By Ronald Smothers, The New York Times
NEWARK, N.J. -- The former president of the New Jersey State Policemen’s Benevolent Association pleaded guilty today to federal charges of defrauding the organization.
He is the third former official of the group to admit to a scheme that investigators said defrauded the association of $1 million over eight years.
The former president, Frank Ginesi, 80, of Clark, N.J., entered the plea in Federal District Court here before Judge Dennis M. Cavanaugh, a month before he was to go on trial on a 36-count indictment unsealed in 1999. He faces up to 10 years in prison.
Mr. Ginesi, a former state corrections officer, headed the benevolent association from 1978 to 1996.
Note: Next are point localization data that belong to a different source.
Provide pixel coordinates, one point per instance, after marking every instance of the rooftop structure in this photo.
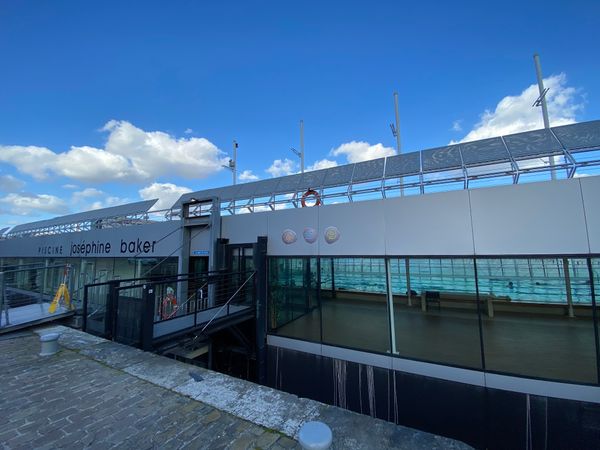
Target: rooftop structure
(464, 312)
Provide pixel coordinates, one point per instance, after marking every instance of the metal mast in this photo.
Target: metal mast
(541, 101)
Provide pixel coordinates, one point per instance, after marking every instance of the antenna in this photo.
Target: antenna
(396, 132)
(541, 101)
(232, 164)
(300, 154)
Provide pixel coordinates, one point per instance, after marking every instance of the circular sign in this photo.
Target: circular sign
(288, 236)
(310, 235)
(332, 234)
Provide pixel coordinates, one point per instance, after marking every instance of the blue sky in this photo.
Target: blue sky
(108, 102)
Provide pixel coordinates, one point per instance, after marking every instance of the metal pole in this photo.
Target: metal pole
(398, 145)
(390, 301)
(397, 123)
(538, 71)
(3, 303)
(570, 311)
(302, 146)
(234, 167)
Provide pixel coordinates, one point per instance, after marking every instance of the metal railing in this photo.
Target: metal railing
(136, 311)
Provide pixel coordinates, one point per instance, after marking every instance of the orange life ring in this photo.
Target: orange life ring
(311, 193)
(168, 307)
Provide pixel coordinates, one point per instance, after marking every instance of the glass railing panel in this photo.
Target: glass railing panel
(293, 307)
(354, 308)
(435, 310)
(537, 319)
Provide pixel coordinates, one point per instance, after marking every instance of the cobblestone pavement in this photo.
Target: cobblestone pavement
(72, 401)
(99, 394)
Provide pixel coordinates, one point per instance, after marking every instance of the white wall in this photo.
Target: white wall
(432, 224)
(536, 218)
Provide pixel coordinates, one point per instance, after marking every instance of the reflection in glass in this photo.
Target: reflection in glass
(293, 304)
(435, 310)
(538, 320)
(354, 304)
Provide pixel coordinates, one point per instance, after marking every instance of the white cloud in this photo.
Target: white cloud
(32, 204)
(130, 155)
(514, 114)
(247, 175)
(280, 168)
(87, 193)
(107, 202)
(362, 151)
(322, 164)
(166, 193)
(8, 183)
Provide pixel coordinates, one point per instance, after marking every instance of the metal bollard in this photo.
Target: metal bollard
(49, 344)
(315, 436)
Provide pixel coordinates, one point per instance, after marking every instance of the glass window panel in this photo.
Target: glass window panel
(537, 321)
(354, 304)
(435, 310)
(293, 303)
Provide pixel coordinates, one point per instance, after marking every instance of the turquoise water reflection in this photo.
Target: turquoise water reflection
(525, 280)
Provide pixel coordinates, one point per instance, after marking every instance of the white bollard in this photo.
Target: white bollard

The two other association officials who have pleaded guilty are William Saksinsky, 70, a former executive vice president, and Edward Rappleyea, 73, a former administrator of the group’s insurance fund. Mr. Saksinsky’s plea was in August 2000, just before his trial, in which Mr. Rappleyea was scheduled to testify for the prosecution. Mr. Saksinsky and Mr. Rappleyea were scheduled to testify against Mr. Ginesi under their plea agreements.
The United States attorney, Christopher J. Christie, had sought $400,000 in restitution from Mr. Saksinsky, a former Perth Amboy police officer, in the plea agreement, and the prosecution is expected to seek a similar amount from Mr. Ginesi.
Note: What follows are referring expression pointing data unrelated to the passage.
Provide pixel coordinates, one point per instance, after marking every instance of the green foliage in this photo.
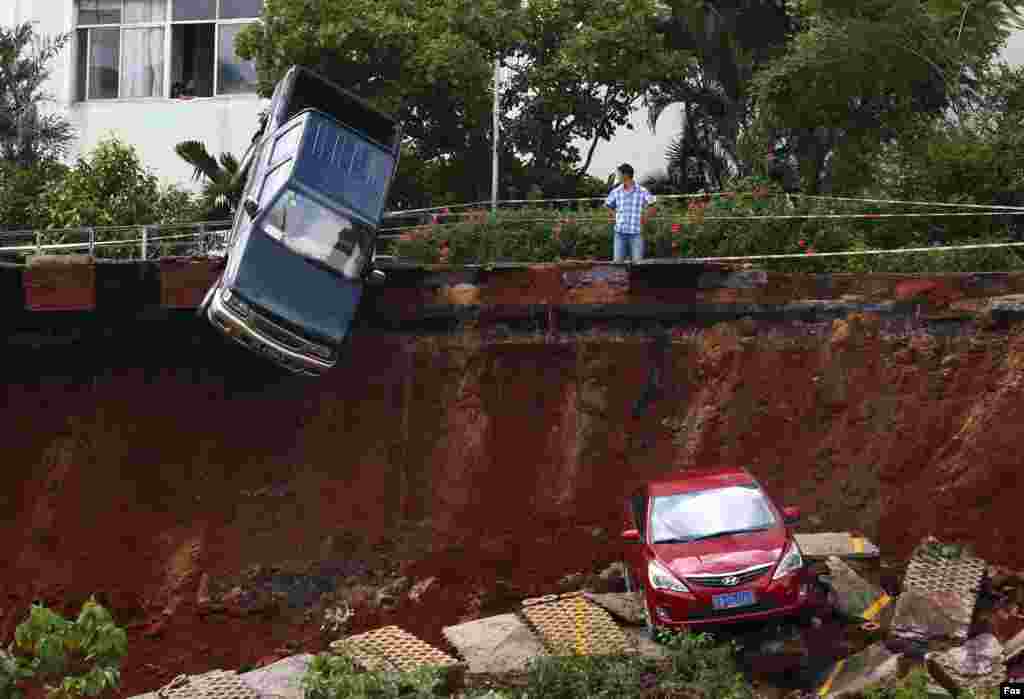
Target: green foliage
(858, 75)
(338, 676)
(111, 187)
(28, 135)
(726, 225)
(696, 667)
(20, 189)
(71, 658)
(221, 188)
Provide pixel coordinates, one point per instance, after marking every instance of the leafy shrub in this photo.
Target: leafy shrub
(724, 225)
(83, 656)
(338, 676)
(20, 189)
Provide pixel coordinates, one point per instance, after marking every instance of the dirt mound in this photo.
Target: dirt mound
(218, 514)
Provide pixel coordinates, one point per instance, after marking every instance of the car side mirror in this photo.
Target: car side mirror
(251, 207)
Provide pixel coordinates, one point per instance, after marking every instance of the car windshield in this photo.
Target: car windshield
(320, 233)
(702, 514)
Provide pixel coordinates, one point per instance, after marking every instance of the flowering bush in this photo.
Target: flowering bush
(757, 218)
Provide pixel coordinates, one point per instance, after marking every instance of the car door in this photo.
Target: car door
(636, 512)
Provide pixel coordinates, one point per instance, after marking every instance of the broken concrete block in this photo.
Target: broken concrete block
(497, 644)
(928, 621)
(625, 606)
(976, 665)
(854, 597)
(842, 544)
(871, 666)
(282, 679)
(935, 610)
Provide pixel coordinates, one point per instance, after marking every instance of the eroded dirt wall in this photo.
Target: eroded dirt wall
(161, 484)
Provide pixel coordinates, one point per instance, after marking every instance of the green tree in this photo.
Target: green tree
(724, 43)
(860, 73)
(221, 188)
(28, 135)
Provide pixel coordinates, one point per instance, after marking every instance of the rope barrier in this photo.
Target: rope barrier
(850, 253)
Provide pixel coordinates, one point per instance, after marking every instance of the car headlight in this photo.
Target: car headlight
(792, 560)
(235, 303)
(660, 578)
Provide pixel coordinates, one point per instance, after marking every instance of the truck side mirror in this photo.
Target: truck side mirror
(251, 207)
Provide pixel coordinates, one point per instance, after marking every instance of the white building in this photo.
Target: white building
(159, 72)
(154, 73)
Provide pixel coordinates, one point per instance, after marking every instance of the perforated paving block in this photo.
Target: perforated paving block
(214, 685)
(940, 591)
(571, 624)
(392, 648)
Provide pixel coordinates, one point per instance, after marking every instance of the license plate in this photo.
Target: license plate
(740, 598)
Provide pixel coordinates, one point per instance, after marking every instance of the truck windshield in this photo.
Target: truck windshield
(320, 233)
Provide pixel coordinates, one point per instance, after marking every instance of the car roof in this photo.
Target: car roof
(689, 480)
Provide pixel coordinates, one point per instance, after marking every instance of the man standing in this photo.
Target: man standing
(628, 202)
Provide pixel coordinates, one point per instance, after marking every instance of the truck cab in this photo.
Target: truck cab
(302, 244)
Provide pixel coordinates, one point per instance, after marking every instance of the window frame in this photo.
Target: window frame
(167, 25)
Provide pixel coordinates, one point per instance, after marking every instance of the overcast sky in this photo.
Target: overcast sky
(645, 151)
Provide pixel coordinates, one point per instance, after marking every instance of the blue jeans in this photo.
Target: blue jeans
(635, 244)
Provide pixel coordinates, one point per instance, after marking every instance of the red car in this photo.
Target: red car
(709, 547)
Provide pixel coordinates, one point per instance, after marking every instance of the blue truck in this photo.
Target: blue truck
(302, 243)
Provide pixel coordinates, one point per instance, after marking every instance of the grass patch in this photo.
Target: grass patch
(696, 667)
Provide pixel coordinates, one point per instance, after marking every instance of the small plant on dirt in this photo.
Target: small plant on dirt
(83, 656)
(697, 664)
(336, 618)
(332, 675)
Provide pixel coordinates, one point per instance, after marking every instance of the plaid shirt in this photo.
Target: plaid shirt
(629, 208)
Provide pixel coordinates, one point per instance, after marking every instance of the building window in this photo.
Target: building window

Mr. Saksinsky and Mr. Rappleyea are awaiting sentencing.
The indictment charged that Mr. Ginesi and others siphoned money from the dues paid by the association’s 35,000 members, from premium payments into a voluntary insurance fund and from fees charged to members for conventions.
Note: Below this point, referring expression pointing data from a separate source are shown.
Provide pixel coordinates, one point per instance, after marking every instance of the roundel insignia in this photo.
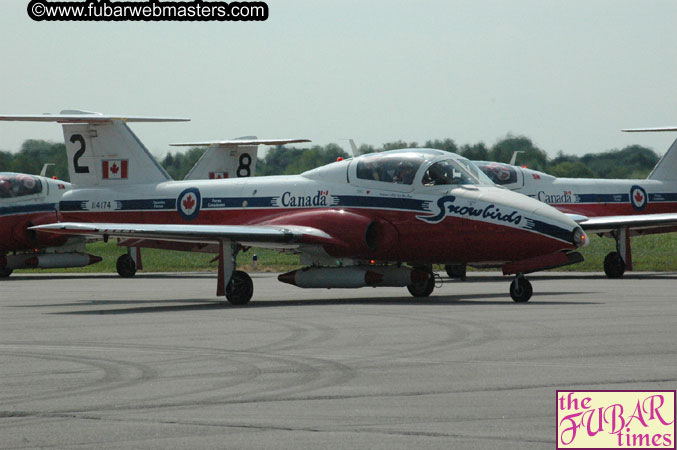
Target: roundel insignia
(638, 198)
(188, 203)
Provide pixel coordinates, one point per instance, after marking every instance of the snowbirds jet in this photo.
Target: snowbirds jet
(374, 220)
(29, 200)
(614, 208)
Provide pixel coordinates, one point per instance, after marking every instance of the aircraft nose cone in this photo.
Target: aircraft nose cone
(540, 217)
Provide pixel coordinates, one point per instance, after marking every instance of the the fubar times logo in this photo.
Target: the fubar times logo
(615, 419)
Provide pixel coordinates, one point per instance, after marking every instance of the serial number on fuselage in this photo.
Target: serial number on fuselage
(101, 205)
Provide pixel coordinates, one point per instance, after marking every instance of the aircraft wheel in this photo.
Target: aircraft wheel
(126, 266)
(456, 271)
(423, 289)
(614, 266)
(239, 289)
(521, 290)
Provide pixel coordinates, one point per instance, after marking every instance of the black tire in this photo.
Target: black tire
(456, 271)
(614, 266)
(423, 289)
(126, 266)
(521, 290)
(239, 289)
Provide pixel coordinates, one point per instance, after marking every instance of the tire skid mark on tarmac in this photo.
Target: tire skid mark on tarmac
(304, 374)
(117, 374)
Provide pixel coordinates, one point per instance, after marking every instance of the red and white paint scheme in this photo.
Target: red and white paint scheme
(26, 201)
(374, 220)
(611, 207)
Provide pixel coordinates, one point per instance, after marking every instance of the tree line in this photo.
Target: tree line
(632, 161)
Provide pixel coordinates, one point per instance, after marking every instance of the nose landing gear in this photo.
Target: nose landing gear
(520, 289)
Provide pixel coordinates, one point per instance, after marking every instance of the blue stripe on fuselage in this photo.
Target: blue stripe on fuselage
(25, 209)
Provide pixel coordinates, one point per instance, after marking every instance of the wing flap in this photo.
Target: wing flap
(260, 235)
(633, 222)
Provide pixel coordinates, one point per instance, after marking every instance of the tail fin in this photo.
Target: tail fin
(230, 159)
(666, 168)
(102, 150)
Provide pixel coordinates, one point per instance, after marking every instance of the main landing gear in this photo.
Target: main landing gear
(129, 263)
(616, 263)
(239, 288)
(126, 266)
(614, 266)
(520, 289)
(456, 271)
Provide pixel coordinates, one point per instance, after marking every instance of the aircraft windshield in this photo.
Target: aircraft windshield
(475, 171)
(19, 185)
(500, 174)
(389, 168)
(448, 172)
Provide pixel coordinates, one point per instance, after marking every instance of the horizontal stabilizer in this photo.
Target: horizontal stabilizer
(74, 116)
(632, 222)
(240, 142)
(649, 130)
(577, 217)
(260, 235)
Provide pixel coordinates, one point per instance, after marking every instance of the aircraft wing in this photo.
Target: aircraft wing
(260, 235)
(633, 222)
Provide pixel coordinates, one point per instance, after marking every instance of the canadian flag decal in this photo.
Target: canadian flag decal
(115, 169)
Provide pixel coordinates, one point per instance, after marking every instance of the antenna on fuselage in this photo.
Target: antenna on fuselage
(514, 156)
(43, 172)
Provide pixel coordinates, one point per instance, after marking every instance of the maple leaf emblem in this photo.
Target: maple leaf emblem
(189, 202)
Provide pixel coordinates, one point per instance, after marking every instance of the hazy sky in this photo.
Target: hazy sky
(567, 74)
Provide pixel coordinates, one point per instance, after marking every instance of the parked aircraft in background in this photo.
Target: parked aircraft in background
(375, 220)
(615, 208)
(26, 201)
(235, 158)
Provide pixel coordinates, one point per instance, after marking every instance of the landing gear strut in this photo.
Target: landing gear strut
(616, 263)
(126, 266)
(520, 289)
(456, 271)
(423, 288)
(239, 288)
(614, 266)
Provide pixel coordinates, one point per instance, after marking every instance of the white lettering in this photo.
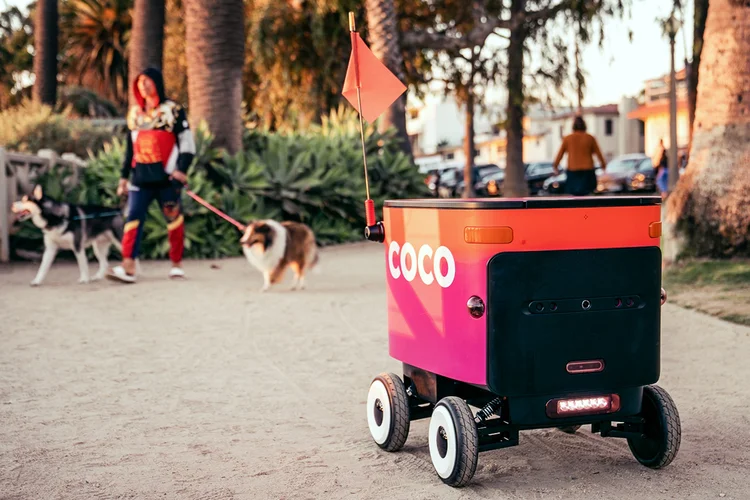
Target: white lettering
(409, 272)
(446, 279)
(417, 264)
(427, 277)
(395, 271)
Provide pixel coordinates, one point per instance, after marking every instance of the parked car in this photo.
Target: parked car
(618, 175)
(491, 185)
(555, 184)
(480, 173)
(644, 177)
(536, 174)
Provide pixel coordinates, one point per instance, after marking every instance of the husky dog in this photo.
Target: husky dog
(272, 246)
(71, 227)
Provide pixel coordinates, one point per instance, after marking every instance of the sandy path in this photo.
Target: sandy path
(208, 389)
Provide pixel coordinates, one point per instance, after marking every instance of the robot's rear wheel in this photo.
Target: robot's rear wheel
(661, 428)
(388, 411)
(454, 442)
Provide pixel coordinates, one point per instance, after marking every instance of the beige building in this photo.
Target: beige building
(654, 113)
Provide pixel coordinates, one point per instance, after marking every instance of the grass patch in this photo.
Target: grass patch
(717, 287)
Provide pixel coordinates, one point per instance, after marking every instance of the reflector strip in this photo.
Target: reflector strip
(654, 229)
(585, 366)
(483, 235)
The association is made up of local unions representing police officers, corrections officers, parole officers, sheriffs’ investigators, prosecutors’ investigators and forest rangers.
Besides using the dues of its member groups to lobby for their interests, the state association maintains a voluntary insurance plan.
Investigators said that Mr. Ginesi and the other men funneled the money into personal accounts and used much of it to buy real estate, jewelry and cars.